For different groups of people, there will be different preferred recommendations for choosing antihypertensive drugs.

    For young people, receptor blockers and ACEI drugs are preferred. The elderly, atherosclerosis is serious, CCB may be the first choice; For patients with diabetes and chronic kidney disease, ACEI and ARB are the first choice of antihypertensive drugs.

These preferred recommendations are to find suitable antihypertensive drugs as soon as possible, which does not mean absolute [good] [bad]. For each patient, it can reduce blood pressure to the normal range without obvious side effects after long-term administration. For this patient, this drug is the most suitable drug and is a good drug.

As for [antihypertensive drugs should leave room, good drugs should be used at the beginning, and then there will be no drugs available], this logic is simply illogical. If the most suitable drugs are not selected at the beginning, it is not good to lower blood pressure. Do you have to wait for poor blood pressure control, myocardial infarction and renal failure before taking good drugs?

Error 3: Long-term use of the same medicine requires dressing change. The correct way is not to change dressing frequently.

Medication for hypertension is very individualized, and everyone has different sensitivity to hypertension drugs, so it may take some time to find the appropriate drug type and dosage when starting medication.

Once you find a drug that can make your blood pressure reach the standard without obvious side effects, you should stick to it for a long time without routine replacement.

Hypertension is not a bacterium and there will be no [drug resistance]. Do not change dressings when blood pressure is well controlled. Because dressing change not only bears the risk of blood pressure fluctuation, but also may face the side effects brought by new drugs. Is it not worth the cost?

If the blood pressure changes, the drug can be adjusted, added or changed under the guidance of the doctor, instead of changing the dressing because it takes a long time.

Error 4: Combination of Drugs Has Great Side Effects Correct Approach: Blood Pressure Reaching the Standard Is Most Important

The goal of blood pressure control is to minimize the occurrence of cardiovascular complications. For most hypertensive patients, it is difficult to control blood pressure to reach the standard with a single drug, so combined drugs are needed.

Different antihypertensive drugs have different mechanisms of action. If the combined medication scheme is appropriate, it can not only control blood pressure, but also reduce complications. For example, CCB drugs are easy to cause tachycardia. At this time, combined use of receptor blockers can well prevent tachycardia.

The medication plan needs to be formulated by cardiovascular doctors, learning from each other’s strong points and not blindly combining by patients themselves.

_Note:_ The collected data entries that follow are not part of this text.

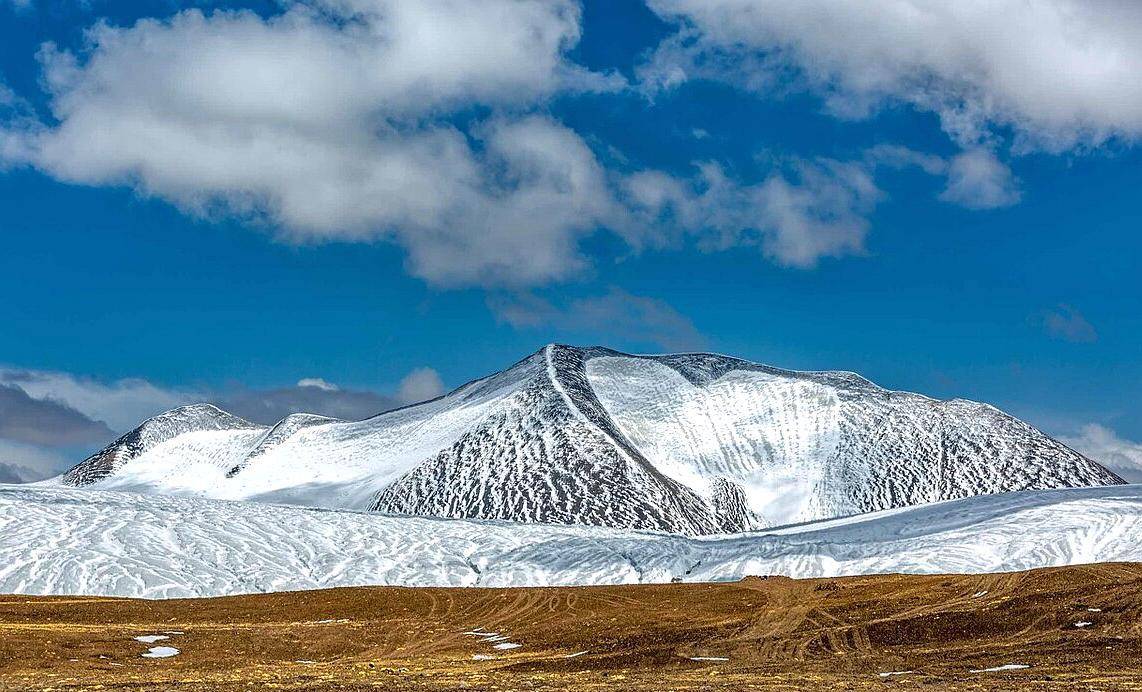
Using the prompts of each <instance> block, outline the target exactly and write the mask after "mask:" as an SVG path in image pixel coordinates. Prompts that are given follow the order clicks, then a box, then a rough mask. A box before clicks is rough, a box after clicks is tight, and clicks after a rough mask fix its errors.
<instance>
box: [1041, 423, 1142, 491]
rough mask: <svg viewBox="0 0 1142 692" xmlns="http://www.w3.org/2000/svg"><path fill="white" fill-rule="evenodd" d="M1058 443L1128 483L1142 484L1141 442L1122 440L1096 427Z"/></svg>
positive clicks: (1109, 428)
mask: <svg viewBox="0 0 1142 692" xmlns="http://www.w3.org/2000/svg"><path fill="white" fill-rule="evenodd" d="M1059 440H1060V441H1061V442H1062V443H1063V444H1067V445H1068V446H1071V448H1073V449H1075V450H1077V451H1079V452H1081V453H1084V454H1086V456H1087V457H1089V458H1092V459H1094V460H1095V461H1097V462H1100V464H1102V465H1103V466H1105V467H1107V468H1109V469H1110V470H1112V472H1115V473H1116V474H1118V475H1119V476H1121V477H1123V478H1125V480H1126V481H1127V482H1131V483H1142V442H1132V441H1129V440H1124V438H1123V437H1119V436H1118V434H1117V433H1115V431H1112V429H1110V428H1108V427H1104V426H1101V425H1097V424H1089V425H1086V426H1083V428H1081V429H1080V431H1079V432H1078V433H1077V434H1075V435H1070V436H1062V437H1060V438H1059Z"/></svg>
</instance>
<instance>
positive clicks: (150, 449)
mask: <svg viewBox="0 0 1142 692" xmlns="http://www.w3.org/2000/svg"><path fill="white" fill-rule="evenodd" d="M58 482H62V483H64V484H69V485H82V486H89V488H96V489H118V490H134V491H142V492H158V493H166V494H177V496H194V497H207V498H216V499H254V500H266V501H275V502H288V504H298V505H309V506H319V507H332V508H347V509H378V510H381V512H387V513H400V514H413V515H425V516H443V517H472V518H502V520H512V521H520V522H542V523H563V524H593V525H603V526H612V528H633V529H653V530H664V531H671V532H679V533H690V534H708V533H719V532H732V531H743V530H750V529H757V528H762V526H772V525H781V524H788V523H795V522H805V521H813V520H819V518H827V517H834V516H843V515H850V514H855V513H862V512H872V510H877V509H885V508H892V507H901V506H908V505H915V504H920V502H928V501H936V500H943V499H951V498H959V497H968V496H974V494H982V493H992V492H1004V491H1012V490H1027V489H1047V488H1068V486H1084V485H1103V484H1113V483H1120V482H1121V480H1120V478H1118V477H1117V476H1115V475H1113V474H1112V473H1110V472H1108V470H1107V469H1104V468H1102V467H1101V466H1099V465H1097V464H1095V462H1093V461H1091V460H1089V459H1086V458H1085V457H1083V456H1080V454H1078V453H1077V452H1075V451H1072V450H1070V449H1068V448H1067V446H1064V445H1062V444H1060V443H1057V442H1055V441H1054V440H1051V438H1049V437H1047V436H1045V435H1043V434H1042V433H1039V432H1038V431H1036V429H1035V428H1032V427H1031V426H1028V425H1026V424H1023V423H1021V421H1019V420H1016V419H1014V418H1012V417H1010V416H1006V415H1005V413H1003V412H1000V411H997V410H996V409H994V408H991V407H988V405H984V404H978V403H973V402H966V401H959V400H955V401H948V402H941V401H934V400H931V399H927V397H924V396H919V395H916V394H907V393H899V392H890V391H886V389H883V388H880V387H877V386H876V385H872V384H871V383H869V381H867V380H864V379H862V378H860V377H859V376H857V375H852V373H847V372H793V371H787V370H779V369H775V368H769V367H765V365H758V364H756V363H749V362H747V361H741V360H738V359H732V357H727V356H721V355H711V354H685V355H667V356H632V355H627V354H621V353H618V352H614V351H610V349H605V348H572V347H568V346H557V345H550V346H547V347H545V348H544V349H541V351H539V352H538V353H536V354H533V355H532V356H530V357H528V359H524V360H523V361H521V362H518V363H516V364H515V365H513V367H512V368H509V369H507V370H505V371H502V372H499V373H497V375H493V376H491V377H486V378H483V379H480V380H475V381H473V383H469V384H467V385H465V386H463V387H460V388H459V389H457V391H455V392H452V393H450V394H448V395H445V396H442V397H440V399H436V400H433V401H429V402H425V403H423V404H418V405H415V407H409V408H405V409H400V410H396V411H391V412H387V413H383V415H380V416H377V417H373V418H370V419H367V420H362V421H353V423H348V421H337V420H331V419H323V418H320V417H313V416H304V415H296V416H291V417H289V418H287V419H286V420H283V421H281V423H279V424H278V425H276V426H273V427H264V426H255V425H251V424H249V423H247V421H244V420H241V419H239V418H235V417H233V416H230V415H228V413H225V412H223V411H219V410H218V409H216V408H214V407H209V405H195V407H185V408H183V409H176V410H175V411H170V412H168V413H163V415H162V416H160V417H158V418H154V419H152V420H148V421H146V423H144V424H143V425H142V426H140V427H139V428H138V429H136V431H135V432H132V433H130V434H128V435H126V436H124V437H122V438H121V440H120V441H118V442H115V443H114V444H113V445H111V446H110V448H107V449H106V450H104V451H102V452H99V453H98V454H96V456H94V457H91V458H90V459H88V460H87V461H85V462H82V464H80V465H79V466H78V467H75V468H74V469H72V470H71V472H69V473H67V474H65V475H64V476H62V477H61V478H59V480H58V481H57V483H58Z"/></svg>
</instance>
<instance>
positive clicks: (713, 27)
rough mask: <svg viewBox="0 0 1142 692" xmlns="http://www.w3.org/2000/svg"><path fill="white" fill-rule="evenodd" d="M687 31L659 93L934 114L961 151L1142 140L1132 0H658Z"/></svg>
mask: <svg viewBox="0 0 1142 692" xmlns="http://www.w3.org/2000/svg"><path fill="white" fill-rule="evenodd" d="M649 5H650V6H651V8H652V9H653V10H654V11H656V13H658V14H659V16H661V17H664V18H665V19H667V21H669V22H673V23H675V24H676V25H677V26H678V31H677V33H676V34H675V35H674V37H671V38H669V39H668V40H666V41H664V43H662V45H661V46H660V47H659V49H658V51H657V53H656V55H654V56H653V58H652V59H651V61H650V62H649V64H648V65H645V66H644V67H643V70H642V79H643V81H644V82H645V83H646V85H649V86H651V87H653V88H664V87H665V88H669V87H671V86H674V85H677V83H679V82H683V81H685V80H689V79H716V80H723V81H729V82H733V83H737V85H739V86H741V87H743V88H746V89H750V90H755V91H763V92H767V94H772V92H780V91H782V90H785V89H790V88H791V89H809V90H812V91H814V92H817V94H819V95H821V97H822V98H823V100H825V103H826V106H827V107H828V108H829V110H830V111H831V112H834V113H835V114H837V115H839V116H843V118H861V116H866V115H868V114H869V113H871V112H874V111H875V110H876V108H878V107H880V106H883V105H886V104H901V103H902V104H907V105H910V106H914V107H916V108H918V110H922V111H925V112H932V113H935V114H936V115H938V116H939V118H940V120H941V122H942V126H943V129H944V130H946V131H947V132H948V134H949V135H950V136H951V137H952V138H954V139H955V140H956V142H958V143H960V144H962V145H964V146H965V147H972V146H976V145H979V144H981V143H984V142H987V140H989V139H992V138H994V137H996V136H997V132H998V131H999V130H1002V129H1005V128H1010V129H1011V130H1012V131H1014V132H1015V135H1016V137H1018V139H1019V143H1018V145H1019V146H1021V147H1035V148H1043V150H1047V151H1055V152H1057V151H1063V150H1068V148H1071V147H1076V146H1094V145H1100V144H1102V143H1104V142H1107V140H1108V139H1111V138H1121V139H1125V140H1134V139H1136V138H1137V137H1139V135H1142V81H1139V79H1137V74H1139V73H1142V5H1140V3H1137V2H1134V1H1133V0H1095V1H1089V0H1043V1H1039V2H1026V1H1023V0H997V1H996V0H970V1H964V2H943V1H940V0H875V1H871V2H836V1H833V0H802V1H798V2H788V1H785V0H649Z"/></svg>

Error 5: The lower the blood pressure, the better. The correct way is to lower blood pressure. The goal of lowering blood pressure should vary from person to person.

For different groups, the target value of blood pressure reduction is different, and too low blood pressure will also increase the risk of cardiovascular and cerebrovascular diseases.

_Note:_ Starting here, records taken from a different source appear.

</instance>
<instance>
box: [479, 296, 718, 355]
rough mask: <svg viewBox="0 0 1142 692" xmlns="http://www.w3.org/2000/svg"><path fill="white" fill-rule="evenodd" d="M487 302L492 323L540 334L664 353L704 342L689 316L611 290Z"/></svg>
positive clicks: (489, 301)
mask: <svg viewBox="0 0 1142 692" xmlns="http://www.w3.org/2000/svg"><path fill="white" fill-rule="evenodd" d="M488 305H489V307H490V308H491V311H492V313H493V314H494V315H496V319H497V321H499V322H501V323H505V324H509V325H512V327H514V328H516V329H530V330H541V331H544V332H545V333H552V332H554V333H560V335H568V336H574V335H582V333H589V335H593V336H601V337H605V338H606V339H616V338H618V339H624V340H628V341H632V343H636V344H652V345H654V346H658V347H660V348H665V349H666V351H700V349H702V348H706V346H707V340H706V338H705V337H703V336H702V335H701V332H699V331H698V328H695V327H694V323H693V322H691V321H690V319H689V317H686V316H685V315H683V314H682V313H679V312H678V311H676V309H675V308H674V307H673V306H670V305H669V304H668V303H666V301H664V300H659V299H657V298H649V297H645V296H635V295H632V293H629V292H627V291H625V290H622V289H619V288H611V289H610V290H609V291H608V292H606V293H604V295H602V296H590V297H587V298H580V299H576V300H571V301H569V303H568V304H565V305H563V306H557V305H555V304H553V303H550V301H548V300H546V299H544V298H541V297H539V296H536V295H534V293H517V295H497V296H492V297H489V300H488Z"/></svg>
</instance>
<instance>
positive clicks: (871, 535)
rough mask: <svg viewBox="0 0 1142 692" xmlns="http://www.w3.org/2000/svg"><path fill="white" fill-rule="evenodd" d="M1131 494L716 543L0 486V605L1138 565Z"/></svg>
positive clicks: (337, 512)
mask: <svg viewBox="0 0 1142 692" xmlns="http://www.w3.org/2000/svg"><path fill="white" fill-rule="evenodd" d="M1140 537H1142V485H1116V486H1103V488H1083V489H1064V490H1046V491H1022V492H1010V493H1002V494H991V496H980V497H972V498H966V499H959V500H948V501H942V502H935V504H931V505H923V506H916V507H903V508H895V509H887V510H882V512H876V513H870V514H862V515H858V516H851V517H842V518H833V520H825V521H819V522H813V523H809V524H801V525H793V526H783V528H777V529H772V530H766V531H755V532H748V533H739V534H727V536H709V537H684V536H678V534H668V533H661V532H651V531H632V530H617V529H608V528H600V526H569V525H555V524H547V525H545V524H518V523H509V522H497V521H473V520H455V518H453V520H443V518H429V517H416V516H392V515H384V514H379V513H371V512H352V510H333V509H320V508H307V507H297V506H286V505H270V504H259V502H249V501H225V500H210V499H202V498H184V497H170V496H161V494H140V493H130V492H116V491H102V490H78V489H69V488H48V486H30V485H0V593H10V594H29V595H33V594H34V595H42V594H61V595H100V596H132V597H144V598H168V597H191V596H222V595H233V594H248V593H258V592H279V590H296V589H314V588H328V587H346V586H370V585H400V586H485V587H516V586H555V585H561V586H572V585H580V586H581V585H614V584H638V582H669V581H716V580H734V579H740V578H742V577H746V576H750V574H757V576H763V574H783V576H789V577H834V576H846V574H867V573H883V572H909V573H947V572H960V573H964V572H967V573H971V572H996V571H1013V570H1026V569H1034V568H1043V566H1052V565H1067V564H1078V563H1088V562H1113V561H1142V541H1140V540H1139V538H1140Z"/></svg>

    In general hypertension patients, blood pressure (systolic blood pressure/diastolic blood pressure) should be reduced to below 140/90 mmHg; Systolic blood pressure of the elderly aged 65 and above should be controlled below 150 mmHg, which can be further reduced if tolerated. If accompanied by kidney diseases, diabetes, stable coronary heart disease and cerebrovascular diseases, the antihypertensive target should be more individualized, and the blood pressure can generally be reduced to below 130/80 mmHg.

The target value of blood pressure control should be analyzed according to the specific situation. Instead of blindly pursuing blood pressure to reach the normal level, regardless of age and the specific situation of patients, blindly requiring blood pressure to be lowered to the [normal] level will inevitably affect the blood supply to important organs such as heart and brain, and will do more harm than good.

In addition to taking medicine, lifestyle adjustment is also very important for hypertension patients. Whether you use antihypertensive drugs or not, lifestyle is the cornerstone of health.